Of the reasons we attempt a microservices architecture, chief among them is allowing your teams to be able to work on different parts of the system at different speeds with minimal impact across teams. We want teams to be autonomous, capable of making decisions about how to best implement and operate their services, and free to make changes as quickly as the business may require. If we have our teams organized to do this, then the reflection in our systems architecture will begin to evolve into something that looks like microservices.

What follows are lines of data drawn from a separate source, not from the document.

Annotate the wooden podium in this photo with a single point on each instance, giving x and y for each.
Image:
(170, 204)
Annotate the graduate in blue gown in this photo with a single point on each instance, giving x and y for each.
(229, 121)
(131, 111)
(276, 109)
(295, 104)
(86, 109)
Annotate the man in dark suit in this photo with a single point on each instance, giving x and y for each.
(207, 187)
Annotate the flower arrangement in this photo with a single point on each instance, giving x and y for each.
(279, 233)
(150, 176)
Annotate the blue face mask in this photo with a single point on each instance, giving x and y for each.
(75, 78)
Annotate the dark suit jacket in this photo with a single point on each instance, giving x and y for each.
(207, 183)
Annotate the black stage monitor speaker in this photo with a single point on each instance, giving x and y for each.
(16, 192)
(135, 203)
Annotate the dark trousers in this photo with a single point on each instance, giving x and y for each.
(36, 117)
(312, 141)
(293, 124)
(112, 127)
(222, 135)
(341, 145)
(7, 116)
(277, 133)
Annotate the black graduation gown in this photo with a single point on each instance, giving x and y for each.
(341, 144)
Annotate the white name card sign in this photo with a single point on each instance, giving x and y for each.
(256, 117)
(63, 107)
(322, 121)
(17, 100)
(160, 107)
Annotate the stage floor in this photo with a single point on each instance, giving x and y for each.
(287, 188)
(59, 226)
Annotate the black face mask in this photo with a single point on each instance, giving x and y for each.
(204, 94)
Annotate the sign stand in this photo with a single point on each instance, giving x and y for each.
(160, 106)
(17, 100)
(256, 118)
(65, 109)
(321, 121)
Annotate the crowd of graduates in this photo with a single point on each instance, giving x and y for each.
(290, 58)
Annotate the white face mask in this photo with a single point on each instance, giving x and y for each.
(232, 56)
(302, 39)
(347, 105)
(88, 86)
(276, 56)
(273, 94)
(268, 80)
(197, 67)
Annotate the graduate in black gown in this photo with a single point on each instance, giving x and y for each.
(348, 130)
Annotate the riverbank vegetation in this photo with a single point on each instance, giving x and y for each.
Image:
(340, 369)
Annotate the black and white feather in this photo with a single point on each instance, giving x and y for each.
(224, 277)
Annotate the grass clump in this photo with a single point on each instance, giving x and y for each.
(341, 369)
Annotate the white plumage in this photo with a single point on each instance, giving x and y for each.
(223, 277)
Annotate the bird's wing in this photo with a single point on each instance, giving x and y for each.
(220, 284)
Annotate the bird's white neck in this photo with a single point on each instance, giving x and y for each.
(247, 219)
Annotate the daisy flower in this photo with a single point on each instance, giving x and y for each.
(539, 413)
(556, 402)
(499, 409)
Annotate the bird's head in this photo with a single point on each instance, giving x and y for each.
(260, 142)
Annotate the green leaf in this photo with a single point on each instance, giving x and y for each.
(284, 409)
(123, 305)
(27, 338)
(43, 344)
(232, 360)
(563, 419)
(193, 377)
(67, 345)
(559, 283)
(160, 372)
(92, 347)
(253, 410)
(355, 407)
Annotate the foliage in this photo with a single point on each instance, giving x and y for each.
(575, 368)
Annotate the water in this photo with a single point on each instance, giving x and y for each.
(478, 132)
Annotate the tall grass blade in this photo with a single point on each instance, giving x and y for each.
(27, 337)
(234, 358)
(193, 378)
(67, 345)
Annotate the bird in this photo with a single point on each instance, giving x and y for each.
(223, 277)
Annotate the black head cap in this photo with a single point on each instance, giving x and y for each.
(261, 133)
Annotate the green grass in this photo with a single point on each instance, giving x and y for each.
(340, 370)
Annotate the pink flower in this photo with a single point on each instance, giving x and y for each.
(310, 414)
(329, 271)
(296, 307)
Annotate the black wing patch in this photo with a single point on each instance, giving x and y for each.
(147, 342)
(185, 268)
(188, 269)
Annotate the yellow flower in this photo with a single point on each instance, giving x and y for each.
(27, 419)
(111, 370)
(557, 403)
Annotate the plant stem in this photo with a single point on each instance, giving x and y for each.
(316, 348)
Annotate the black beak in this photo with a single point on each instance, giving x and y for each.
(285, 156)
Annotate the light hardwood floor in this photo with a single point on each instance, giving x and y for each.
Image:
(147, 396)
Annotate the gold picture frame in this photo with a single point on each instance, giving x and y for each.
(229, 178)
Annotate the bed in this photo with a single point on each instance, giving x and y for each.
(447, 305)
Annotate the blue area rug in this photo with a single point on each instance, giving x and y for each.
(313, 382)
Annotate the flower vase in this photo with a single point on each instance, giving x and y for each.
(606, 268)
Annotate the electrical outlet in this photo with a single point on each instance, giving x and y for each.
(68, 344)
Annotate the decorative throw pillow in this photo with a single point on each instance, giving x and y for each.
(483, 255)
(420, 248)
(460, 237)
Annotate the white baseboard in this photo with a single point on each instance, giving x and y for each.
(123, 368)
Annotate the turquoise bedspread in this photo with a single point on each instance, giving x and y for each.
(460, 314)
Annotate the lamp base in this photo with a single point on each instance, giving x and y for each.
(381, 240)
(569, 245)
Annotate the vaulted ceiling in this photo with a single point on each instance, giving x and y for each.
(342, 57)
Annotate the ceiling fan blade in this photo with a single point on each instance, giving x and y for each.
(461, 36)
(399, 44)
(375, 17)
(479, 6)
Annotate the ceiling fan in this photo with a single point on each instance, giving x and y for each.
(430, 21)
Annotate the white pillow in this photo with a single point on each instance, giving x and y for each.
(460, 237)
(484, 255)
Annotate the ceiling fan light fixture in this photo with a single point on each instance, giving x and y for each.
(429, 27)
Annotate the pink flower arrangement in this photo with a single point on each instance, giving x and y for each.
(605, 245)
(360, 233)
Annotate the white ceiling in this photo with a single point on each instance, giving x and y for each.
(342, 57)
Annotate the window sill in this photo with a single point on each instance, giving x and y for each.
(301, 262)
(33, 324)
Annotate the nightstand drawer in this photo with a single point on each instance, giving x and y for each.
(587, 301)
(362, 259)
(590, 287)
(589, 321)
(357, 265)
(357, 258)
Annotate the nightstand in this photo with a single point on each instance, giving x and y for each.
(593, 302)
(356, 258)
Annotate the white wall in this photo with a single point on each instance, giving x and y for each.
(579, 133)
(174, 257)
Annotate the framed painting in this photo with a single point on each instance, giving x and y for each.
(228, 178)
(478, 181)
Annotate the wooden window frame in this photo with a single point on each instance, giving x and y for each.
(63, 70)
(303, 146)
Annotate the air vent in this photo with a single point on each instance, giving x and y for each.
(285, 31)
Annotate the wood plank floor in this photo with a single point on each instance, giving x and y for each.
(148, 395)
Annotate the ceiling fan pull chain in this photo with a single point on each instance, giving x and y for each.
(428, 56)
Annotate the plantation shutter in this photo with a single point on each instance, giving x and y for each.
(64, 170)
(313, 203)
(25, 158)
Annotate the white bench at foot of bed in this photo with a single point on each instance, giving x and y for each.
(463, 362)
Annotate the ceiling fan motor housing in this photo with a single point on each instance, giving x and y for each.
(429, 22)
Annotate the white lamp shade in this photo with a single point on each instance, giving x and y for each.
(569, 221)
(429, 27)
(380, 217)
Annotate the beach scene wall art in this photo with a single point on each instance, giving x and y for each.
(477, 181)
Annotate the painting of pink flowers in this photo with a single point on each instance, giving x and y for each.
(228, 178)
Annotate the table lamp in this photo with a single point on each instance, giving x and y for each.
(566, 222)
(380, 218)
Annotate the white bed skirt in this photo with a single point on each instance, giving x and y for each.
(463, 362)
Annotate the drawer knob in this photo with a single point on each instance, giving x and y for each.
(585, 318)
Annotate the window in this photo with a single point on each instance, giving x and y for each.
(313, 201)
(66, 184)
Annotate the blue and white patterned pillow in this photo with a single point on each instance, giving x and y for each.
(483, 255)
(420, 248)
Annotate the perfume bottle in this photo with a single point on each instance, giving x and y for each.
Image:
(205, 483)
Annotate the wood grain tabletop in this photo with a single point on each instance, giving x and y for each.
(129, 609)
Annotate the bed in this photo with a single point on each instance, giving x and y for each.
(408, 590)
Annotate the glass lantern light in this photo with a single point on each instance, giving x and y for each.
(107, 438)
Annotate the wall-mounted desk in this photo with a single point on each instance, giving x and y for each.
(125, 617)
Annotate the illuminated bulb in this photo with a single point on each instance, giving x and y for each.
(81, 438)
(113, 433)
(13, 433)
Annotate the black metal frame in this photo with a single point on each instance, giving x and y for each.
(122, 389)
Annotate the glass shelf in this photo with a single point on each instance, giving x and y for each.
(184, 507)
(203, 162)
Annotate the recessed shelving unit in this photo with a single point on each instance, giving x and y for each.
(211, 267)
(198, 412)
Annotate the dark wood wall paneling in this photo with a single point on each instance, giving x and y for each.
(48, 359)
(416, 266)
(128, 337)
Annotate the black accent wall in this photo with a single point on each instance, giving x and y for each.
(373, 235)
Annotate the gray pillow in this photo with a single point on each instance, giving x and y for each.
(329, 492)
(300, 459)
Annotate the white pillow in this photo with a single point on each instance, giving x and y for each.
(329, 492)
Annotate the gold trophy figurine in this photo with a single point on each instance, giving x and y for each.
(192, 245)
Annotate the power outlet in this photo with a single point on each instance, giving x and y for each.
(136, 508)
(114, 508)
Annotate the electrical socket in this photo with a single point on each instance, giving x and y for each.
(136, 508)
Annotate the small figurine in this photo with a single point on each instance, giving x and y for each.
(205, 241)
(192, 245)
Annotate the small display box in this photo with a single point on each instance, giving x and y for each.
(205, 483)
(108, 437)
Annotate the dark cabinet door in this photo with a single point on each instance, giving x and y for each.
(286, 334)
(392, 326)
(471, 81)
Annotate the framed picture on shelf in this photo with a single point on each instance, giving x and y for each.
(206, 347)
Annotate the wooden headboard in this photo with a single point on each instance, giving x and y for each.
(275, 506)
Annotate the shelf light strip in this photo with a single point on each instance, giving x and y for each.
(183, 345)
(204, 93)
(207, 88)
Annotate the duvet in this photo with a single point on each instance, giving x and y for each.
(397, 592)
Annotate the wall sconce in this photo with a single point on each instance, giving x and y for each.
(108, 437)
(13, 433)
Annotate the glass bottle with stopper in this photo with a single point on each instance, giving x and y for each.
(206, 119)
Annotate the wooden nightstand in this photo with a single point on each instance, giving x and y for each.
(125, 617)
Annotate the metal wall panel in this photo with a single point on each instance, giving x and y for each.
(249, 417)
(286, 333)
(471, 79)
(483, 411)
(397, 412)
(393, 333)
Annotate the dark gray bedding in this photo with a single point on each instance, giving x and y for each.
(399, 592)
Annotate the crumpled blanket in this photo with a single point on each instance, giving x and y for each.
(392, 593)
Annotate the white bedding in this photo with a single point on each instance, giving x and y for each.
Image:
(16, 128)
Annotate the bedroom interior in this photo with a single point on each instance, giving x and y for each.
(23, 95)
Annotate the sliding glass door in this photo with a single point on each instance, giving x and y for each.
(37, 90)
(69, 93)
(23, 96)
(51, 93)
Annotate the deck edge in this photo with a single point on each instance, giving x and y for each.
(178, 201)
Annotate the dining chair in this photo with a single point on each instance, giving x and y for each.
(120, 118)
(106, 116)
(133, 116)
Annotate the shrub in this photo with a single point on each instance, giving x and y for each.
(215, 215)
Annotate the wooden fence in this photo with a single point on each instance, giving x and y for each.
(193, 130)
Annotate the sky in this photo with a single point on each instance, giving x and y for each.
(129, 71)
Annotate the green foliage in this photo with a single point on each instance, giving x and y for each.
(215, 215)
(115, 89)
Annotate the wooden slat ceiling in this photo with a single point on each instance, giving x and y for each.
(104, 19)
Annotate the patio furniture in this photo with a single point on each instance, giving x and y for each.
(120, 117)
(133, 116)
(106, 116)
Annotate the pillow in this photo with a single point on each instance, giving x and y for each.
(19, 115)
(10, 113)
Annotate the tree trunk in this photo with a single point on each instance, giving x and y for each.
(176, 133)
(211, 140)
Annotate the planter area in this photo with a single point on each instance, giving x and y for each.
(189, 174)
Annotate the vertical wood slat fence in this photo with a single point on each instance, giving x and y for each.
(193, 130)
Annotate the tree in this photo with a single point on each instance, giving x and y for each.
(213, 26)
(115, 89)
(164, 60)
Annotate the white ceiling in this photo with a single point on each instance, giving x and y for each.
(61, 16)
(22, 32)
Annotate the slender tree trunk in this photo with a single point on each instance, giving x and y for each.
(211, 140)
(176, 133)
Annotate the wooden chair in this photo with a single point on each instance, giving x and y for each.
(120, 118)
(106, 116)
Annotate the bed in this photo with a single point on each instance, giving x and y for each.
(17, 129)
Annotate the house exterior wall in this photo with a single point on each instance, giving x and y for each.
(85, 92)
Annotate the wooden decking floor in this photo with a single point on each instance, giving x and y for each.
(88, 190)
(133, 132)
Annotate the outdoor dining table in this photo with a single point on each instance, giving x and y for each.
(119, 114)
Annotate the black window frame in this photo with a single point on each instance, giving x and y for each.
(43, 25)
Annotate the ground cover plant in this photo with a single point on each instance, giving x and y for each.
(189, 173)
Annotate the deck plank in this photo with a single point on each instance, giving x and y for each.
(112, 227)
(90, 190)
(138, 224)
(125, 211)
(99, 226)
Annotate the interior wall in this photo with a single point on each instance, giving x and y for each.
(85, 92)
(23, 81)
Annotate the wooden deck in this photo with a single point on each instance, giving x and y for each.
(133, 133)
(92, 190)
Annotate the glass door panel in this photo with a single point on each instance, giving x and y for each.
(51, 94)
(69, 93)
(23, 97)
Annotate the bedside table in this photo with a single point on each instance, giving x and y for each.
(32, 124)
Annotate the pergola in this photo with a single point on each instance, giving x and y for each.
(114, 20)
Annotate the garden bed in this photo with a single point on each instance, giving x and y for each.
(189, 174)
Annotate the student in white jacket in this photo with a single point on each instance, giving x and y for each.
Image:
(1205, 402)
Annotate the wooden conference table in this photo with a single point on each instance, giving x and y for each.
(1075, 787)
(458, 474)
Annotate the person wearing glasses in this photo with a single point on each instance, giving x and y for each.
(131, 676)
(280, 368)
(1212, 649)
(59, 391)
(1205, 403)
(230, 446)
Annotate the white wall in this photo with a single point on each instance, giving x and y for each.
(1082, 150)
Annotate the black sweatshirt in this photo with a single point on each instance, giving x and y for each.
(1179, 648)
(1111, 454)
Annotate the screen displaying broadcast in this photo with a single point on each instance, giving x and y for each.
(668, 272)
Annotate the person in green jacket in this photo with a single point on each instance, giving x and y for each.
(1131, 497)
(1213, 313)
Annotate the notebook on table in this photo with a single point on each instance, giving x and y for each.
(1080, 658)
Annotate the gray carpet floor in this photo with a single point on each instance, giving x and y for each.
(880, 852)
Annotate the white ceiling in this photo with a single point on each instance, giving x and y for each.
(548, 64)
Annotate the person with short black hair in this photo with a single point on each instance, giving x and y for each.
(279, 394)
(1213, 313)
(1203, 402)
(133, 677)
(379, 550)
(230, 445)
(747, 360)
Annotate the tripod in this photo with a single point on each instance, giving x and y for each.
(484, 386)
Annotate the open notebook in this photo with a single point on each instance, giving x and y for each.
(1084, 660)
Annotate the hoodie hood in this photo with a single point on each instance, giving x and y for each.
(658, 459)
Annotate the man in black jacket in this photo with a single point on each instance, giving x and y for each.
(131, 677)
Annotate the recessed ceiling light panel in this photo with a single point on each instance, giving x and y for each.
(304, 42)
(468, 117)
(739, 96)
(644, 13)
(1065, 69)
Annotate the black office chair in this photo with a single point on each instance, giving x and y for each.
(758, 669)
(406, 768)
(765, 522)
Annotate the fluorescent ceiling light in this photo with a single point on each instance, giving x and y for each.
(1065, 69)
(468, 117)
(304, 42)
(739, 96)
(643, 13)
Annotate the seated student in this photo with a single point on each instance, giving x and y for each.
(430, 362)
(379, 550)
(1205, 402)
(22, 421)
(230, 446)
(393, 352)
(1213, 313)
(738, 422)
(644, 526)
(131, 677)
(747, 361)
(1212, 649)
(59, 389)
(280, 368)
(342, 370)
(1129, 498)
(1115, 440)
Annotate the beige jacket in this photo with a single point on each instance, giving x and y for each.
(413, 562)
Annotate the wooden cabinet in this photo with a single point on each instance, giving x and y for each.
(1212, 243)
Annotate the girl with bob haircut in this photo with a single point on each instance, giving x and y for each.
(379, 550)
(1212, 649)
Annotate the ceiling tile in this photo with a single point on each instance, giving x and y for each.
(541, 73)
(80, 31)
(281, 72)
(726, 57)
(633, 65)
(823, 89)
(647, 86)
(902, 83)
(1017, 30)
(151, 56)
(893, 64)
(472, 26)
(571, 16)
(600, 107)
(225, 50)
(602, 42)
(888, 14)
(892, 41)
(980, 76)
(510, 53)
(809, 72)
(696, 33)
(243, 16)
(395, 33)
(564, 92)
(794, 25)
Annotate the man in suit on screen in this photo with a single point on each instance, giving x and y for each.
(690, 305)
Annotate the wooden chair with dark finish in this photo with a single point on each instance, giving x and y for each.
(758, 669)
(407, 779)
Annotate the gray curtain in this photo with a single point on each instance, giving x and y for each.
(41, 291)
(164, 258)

To gain this autonomy, we need to shed our dependencies, but that's a lot easier said than done. I've seen folks refer to this idea in part, trivially, as "each microservice should own and control its own database, and no two services should share a database." The idea is sound: Don't share a single database across services, because then you run into conflicts, such as competing read/write patterns, data-model conflicts, and coordination challenges. But a single database does afford us a lot of safeties and conveniences, including ACID transactions, single place to look, it's well understood (kind of?), one place to manage, and so on.

When building microservices, how do we reconcile these safeties with splitting up our database into multiple smaller databases?

First, for an enterprise building microservices, we need to make the following clear:

What is the domain? What is reality?
Where are the transactional boundaries?
How should microservices communicate across boundaries?
What if we just turn the database inside out?

What is the domain

This seems to be ignored at a lot of places, but is a huge difference between how internet companies practice microservices and how a traditional enterprise may (or may fail because of neglecting this) implement microservices.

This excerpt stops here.